Maersk is looking at everything from alternative fuels like hydrogen and ammonia to electricity to hybrids, according to Bang. It’s too early to pick a winner, or rule anything out, he says.

“That’s exactly the right kind of attitude for the leaders of industry to be taking in this decade,” Corbett says. “If we’re going to meet the targets, we need to have a lot of experimentation.”
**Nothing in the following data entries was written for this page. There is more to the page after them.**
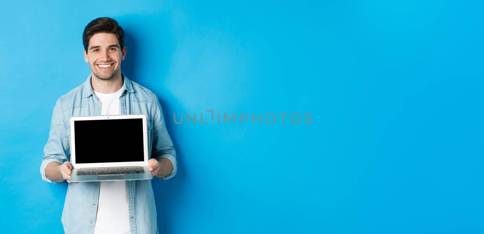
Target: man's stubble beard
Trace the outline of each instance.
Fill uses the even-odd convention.
[[[94,66],[96,65],[94,65]],[[99,78],[100,79],[103,80],[110,80],[111,79],[112,79],[113,77],[114,77],[115,76],[116,76],[116,75],[118,74],[118,73],[119,73],[120,71],[120,68],[121,68],[118,67],[118,69],[117,70],[116,70],[115,71],[113,71],[113,73],[111,73],[110,75],[107,75],[107,76],[100,75],[100,74],[97,72],[97,70],[96,70],[95,68],[93,69],[93,68],[92,67],[91,68],[91,72],[92,72],[92,73],[94,73],[94,75],[97,76],[97,78]]]

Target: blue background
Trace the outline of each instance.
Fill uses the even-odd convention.
[[[62,232],[66,184],[39,167],[56,100],[90,73],[84,28],[106,16],[177,151],[176,176],[153,180],[162,233],[482,233],[483,7],[2,2],[2,232]],[[173,121],[210,109],[278,118]]]

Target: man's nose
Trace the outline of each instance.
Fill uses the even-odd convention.
[[[111,60],[111,58],[109,58],[109,54],[108,54],[107,51],[104,51],[103,54],[101,55],[101,60],[103,62],[106,62],[108,61]]]

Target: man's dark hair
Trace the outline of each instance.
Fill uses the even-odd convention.
[[[84,28],[84,31],[82,33],[82,44],[84,45],[86,54],[88,53],[89,39],[94,34],[100,32],[114,34],[118,37],[120,45],[121,46],[120,49],[122,50],[124,47],[124,31],[122,28],[113,19],[101,17],[89,22],[86,28]]]

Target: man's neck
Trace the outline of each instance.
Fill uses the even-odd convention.
[[[124,80],[121,72],[108,80],[101,80],[92,72],[91,73],[91,87],[92,87],[92,90],[101,93],[112,93],[121,89],[124,83]]]

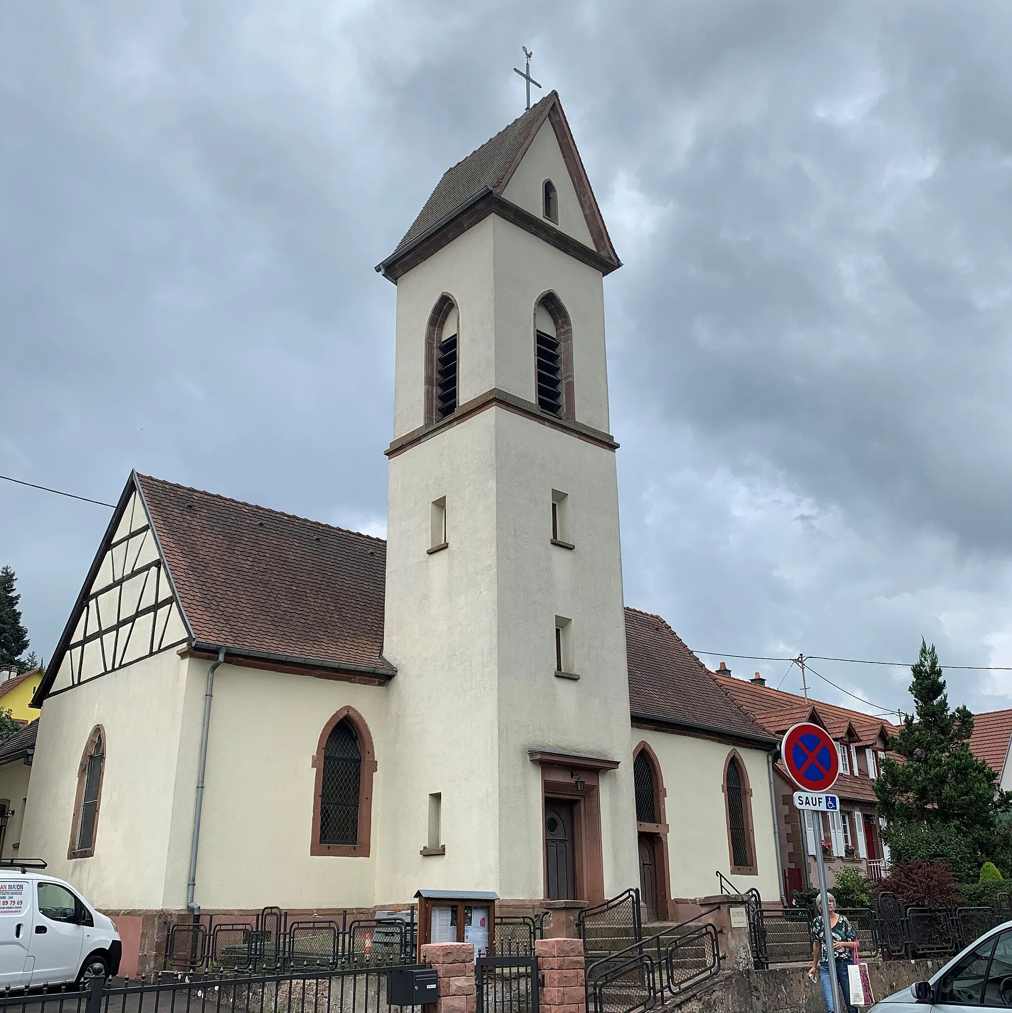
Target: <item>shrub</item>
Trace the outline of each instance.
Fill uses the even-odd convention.
[[[897,865],[881,880],[881,889],[896,893],[910,908],[953,908],[959,901],[951,868],[919,858]]]
[[[979,882],[993,883],[1002,879],[1002,874],[998,871],[998,866],[994,862],[985,862],[981,868],[981,878]]]
[[[986,879],[979,883],[963,883],[959,901],[967,908],[993,908],[999,893],[1012,894],[1012,879]]]
[[[883,836],[889,837],[893,862],[904,865],[918,859],[921,862],[945,862],[959,882],[976,883],[981,867],[981,856],[966,837],[951,827],[906,824],[891,826]]]
[[[836,898],[837,908],[841,911],[847,908],[871,907],[871,883],[857,869],[840,869],[831,892]]]

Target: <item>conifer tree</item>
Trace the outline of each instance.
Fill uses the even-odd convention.
[[[0,569],[0,665],[16,665],[28,646],[28,631],[21,625],[17,603],[20,595],[14,594],[17,577],[9,566]]]
[[[884,757],[875,781],[878,811],[889,821],[882,837],[894,851],[911,851],[897,855],[901,860],[932,857],[924,853],[932,841],[939,845],[934,857],[946,857],[959,841],[979,864],[989,857],[998,814],[1009,809],[1012,793],[998,791],[998,775],[971,753],[974,715],[964,706],[949,708],[934,644],[921,641],[911,673],[914,713],[904,716],[890,739],[891,752],[901,759]],[[920,844],[912,848],[913,841]]]

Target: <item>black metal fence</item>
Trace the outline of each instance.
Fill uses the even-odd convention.
[[[475,960],[477,1013],[538,1013],[538,986],[537,957],[533,955],[480,956]]]
[[[883,890],[875,924],[884,956],[944,956],[958,953],[978,936],[1012,920],[1012,902],[1000,893],[991,908],[908,908]]]
[[[588,963],[588,1013],[643,1013],[718,975],[720,930],[699,921],[715,910],[709,908]]]
[[[88,979],[79,989],[5,993],[0,1013],[393,1013],[390,967],[304,975],[161,972],[125,985]]]

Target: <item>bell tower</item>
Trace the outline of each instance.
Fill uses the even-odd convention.
[[[552,92],[448,169],[397,285],[376,900],[638,882],[603,278]]]

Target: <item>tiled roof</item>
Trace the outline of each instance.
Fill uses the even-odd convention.
[[[386,542],[137,481],[195,640],[393,674],[383,657]]]
[[[495,137],[447,169],[436,183],[414,224],[394,250],[396,255],[422,233],[456,211],[471,198],[486,187],[496,190],[509,171],[520,149],[530,140],[541,123],[541,112],[559,96],[550,92],[532,105],[522,116],[517,116]]]
[[[38,718],[26,724],[20,731],[15,731],[10,738],[0,743],[0,764],[11,763],[22,759],[28,750],[35,748],[35,735],[38,734]]]
[[[772,741],[660,617],[625,610],[629,706],[644,715],[730,735]]]
[[[0,683],[0,698],[3,698],[8,693],[16,690],[26,679],[30,679],[32,676],[37,675],[40,675],[40,670],[32,669],[31,672],[25,672],[21,676],[15,676],[13,679],[8,679],[6,682]]]
[[[721,686],[732,696],[740,707],[748,711],[768,731],[782,735],[787,728],[798,721],[807,721],[813,711],[820,722],[834,738],[849,737],[848,728],[853,728],[856,746],[871,746],[884,729],[895,735],[896,725],[879,717],[863,714],[858,710],[823,703],[821,700],[806,700],[793,693],[784,693],[771,686],[757,686],[733,676],[716,676]]]
[[[1012,710],[991,710],[974,715],[971,752],[999,776],[1005,768],[1009,739],[1012,738]]]

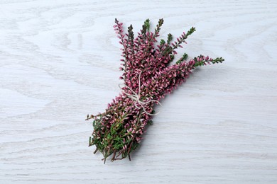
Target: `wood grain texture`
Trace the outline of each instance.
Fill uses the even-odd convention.
[[[0,0],[0,183],[277,183],[276,1],[138,1]],[[104,165],[85,118],[120,92],[114,18],[195,26],[186,52],[226,61],[162,101],[131,162]]]

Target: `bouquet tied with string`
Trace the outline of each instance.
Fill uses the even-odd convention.
[[[202,55],[186,61],[185,53],[175,64],[169,65],[177,54],[175,50],[183,47],[182,44],[195,31],[193,27],[174,42],[173,35],[168,34],[166,41],[161,40],[158,43],[163,19],[153,33],[150,31],[147,19],[136,38],[132,25],[125,34],[122,23],[116,19],[115,23],[114,30],[123,46],[120,79],[124,86],[120,87],[122,92],[108,104],[104,113],[87,118],[93,119],[94,127],[89,146],[96,146],[94,153],[102,152],[104,162],[109,156],[112,161],[127,156],[131,160],[130,153],[138,146],[146,126],[158,114],[154,105],[161,105],[159,100],[183,83],[194,69],[224,61],[222,57],[213,59]]]

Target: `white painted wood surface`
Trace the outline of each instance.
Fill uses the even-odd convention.
[[[277,183],[277,1],[138,1],[0,0],[0,183]],[[85,119],[120,92],[114,18],[195,26],[186,52],[226,61],[162,101],[131,162],[104,165]]]

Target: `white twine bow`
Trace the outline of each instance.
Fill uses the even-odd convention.
[[[138,76],[138,93],[136,93],[135,91],[134,91],[134,90],[132,90],[129,86],[126,86],[129,90],[131,90],[131,91],[132,92],[133,94],[129,94],[128,93],[126,93],[125,91],[123,91],[123,93],[124,93],[129,98],[133,99],[134,101],[135,101],[135,106],[136,108],[137,108],[138,109],[140,109],[141,108],[139,108],[138,105],[136,105],[136,103],[138,103],[141,106],[141,108],[143,109],[143,111],[144,113],[146,113],[146,114],[148,115],[157,115],[158,113],[160,113],[160,112],[158,112],[157,113],[155,113],[155,114],[151,114],[151,113],[149,113],[146,111],[144,105],[146,105],[146,104],[148,104],[149,103],[151,102],[156,102],[158,103],[161,106],[162,106],[162,105],[161,104],[161,103],[158,100],[148,100],[146,102],[143,102],[143,101],[141,101],[140,100],[141,98],[141,74],[142,71],[139,74],[139,76]],[[119,88],[120,88],[120,86],[119,86]]]

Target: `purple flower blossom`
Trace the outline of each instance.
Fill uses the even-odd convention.
[[[146,125],[156,115],[155,104],[183,84],[192,69],[224,61],[221,57],[212,59],[200,55],[186,62],[188,55],[185,54],[170,66],[177,54],[175,49],[183,47],[181,44],[186,43],[185,40],[195,28],[183,33],[173,42],[172,35],[168,34],[167,42],[161,40],[158,44],[157,38],[163,19],[159,20],[154,33],[149,31],[147,19],[136,38],[134,38],[131,25],[128,33],[124,34],[123,23],[116,19],[115,23],[114,30],[123,46],[123,63],[119,69],[124,73],[119,79],[124,80],[124,86],[121,87],[122,93],[108,104],[105,112],[87,118],[94,119],[89,146],[95,145],[94,153],[102,152],[104,161],[111,155],[112,161],[126,156],[131,160],[130,153],[138,146]]]

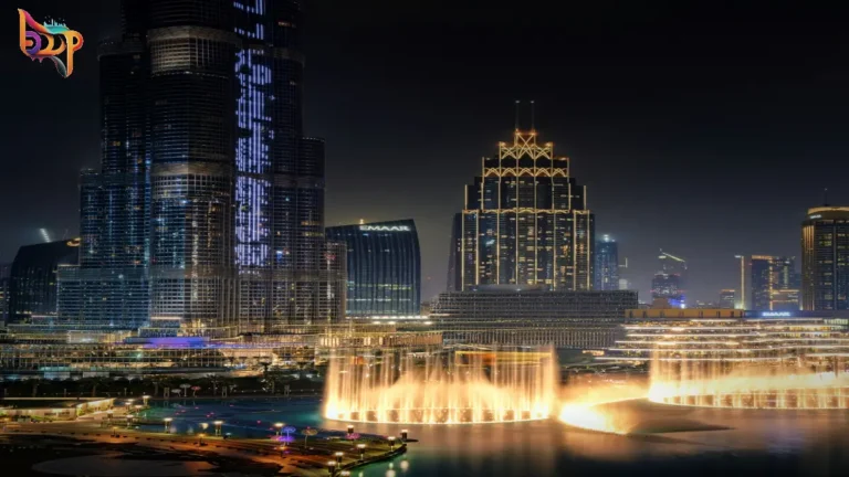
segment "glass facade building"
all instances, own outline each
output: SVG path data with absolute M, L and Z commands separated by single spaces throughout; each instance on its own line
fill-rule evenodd
M 660 269 L 651 279 L 651 298 L 683 308 L 686 306 L 686 261 L 663 251 L 658 261 Z
M 22 246 L 9 277 L 9 322 L 29 322 L 33 316 L 56 315 L 56 275 L 80 259 L 80 241 Z
M 798 310 L 796 257 L 752 255 L 750 259 L 753 310 Z
M 515 130 L 513 142 L 484 158 L 465 188 L 460 236 L 460 289 L 478 285 L 593 288 L 595 222 L 586 188 L 552 142 Z M 453 246 L 453 243 L 452 243 Z
M 421 252 L 412 220 L 327 227 L 347 247 L 347 316 L 418 315 Z
M 301 2 L 122 6 L 123 38 L 101 51 L 102 170 L 81 186 L 91 259 L 66 272 L 63 315 L 230 336 L 339 310 L 324 142 L 303 135 Z
M 801 309 L 849 309 L 849 206 L 809 209 L 801 223 Z
M 604 235 L 596 242 L 596 283 L 597 290 L 619 289 L 619 246 L 610 235 Z

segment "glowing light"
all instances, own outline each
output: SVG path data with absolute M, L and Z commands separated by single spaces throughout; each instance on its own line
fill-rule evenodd
M 546 418 L 555 401 L 552 350 L 332 357 L 325 416 L 355 422 L 459 424 Z

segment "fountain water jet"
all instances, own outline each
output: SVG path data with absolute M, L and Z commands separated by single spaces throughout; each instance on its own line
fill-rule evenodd
M 344 350 L 331 358 L 325 416 L 405 424 L 546 418 L 555 364 L 552 349 Z

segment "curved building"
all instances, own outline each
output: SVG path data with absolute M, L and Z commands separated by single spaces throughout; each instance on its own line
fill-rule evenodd
M 813 208 L 801 222 L 801 309 L 849 309 L 849 206 Z
M 327 227 L 326 236 L 347 246 L 348 316 L 420 312 L 421 252 L 412 220 Z

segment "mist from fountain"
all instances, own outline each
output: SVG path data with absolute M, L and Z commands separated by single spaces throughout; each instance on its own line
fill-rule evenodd
M 331 358 L 325 416 L 460 424 L 546 418 L 556 399 L 552 349 L 343 350 Z
M 819 371 L 801 359 L 782 363 L 696 359 L 651 362 L 649 399 L 653 402 L 702 407 L 847 409 L 849 373 Z

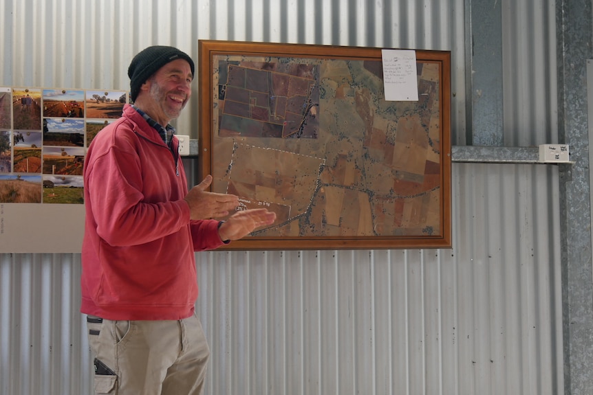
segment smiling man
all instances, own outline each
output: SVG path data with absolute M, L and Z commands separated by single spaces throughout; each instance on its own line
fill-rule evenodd
M 133 105 L 93 139 L 85 170 L 82 306 L 96 357 L 96 394 L 202 394 L 210 350 L 194 311 L 194 251 L 270 225 L 266 209 L 237 212 L 234 195 L 188 192 L 169 122 L 191 95 L 191 58 L 149 47 L 128 69 Z

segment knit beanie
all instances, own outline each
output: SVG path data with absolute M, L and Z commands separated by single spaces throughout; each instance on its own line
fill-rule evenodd
M 130 78 L 130 97 L 136 101 L 140 87 L 157 71 L 175 59 L 184 59 L 189 63 L 191 74 L 194 74 L 193 60 L 185 52 L 173 47 L 154 45 L 138 52 L 128 67 Z

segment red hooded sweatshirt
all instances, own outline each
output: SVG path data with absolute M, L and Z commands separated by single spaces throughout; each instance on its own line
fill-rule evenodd
M 191 316 L 194 251 L 223 244 L 218 221 L 190 220 L 182 161 L 131 106 L 94 139 L 84 183 L 80 311 L 111 320 Z

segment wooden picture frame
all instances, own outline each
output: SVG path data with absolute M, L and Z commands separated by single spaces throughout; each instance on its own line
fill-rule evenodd
M 379 48 L 198 47 L 200 179 L 277 216 L 224 248 L 451 247 L 449 52 L 416 51 L 418 100 L 387 102 Z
Maersk is not the only shipping company looking into decarbonization, but with nearly a 20 percent share of the container shipping market, its efforts could quickly help put a dent in the industry’s emissions as whole, which amount to roughly 3 percent of global emissions, in both direct and indirect ways. “The potential impact really lies in the fact that, in collaboration with technology providers, we’re pushing this technological development,” Bang says. “That’s going to accelerate the point that the technology is available to the wider-ranging parts of the shipping sector.”

When the time comes, the IMO could accelerate that transition further with phase-out rules, according to Corbett, like the ones that required tanker ships to switch from single hulls to double hulls, which went into effect in 2001 to help prevent catastrophic oil and chemical spills.

Of course, that’s all dependent on what Maersk and the technology sector deliver in the end. And not everyone is optimistic.

“We heard a similar aviation pledge from International Air Transport Association just before the Copenhagen COP in 2009,” says Bill Hemmings, an aviation and shipping policy specialist at the environmental organization Transport & Environment, “and we are still waiting for concrete details about how to deliver.”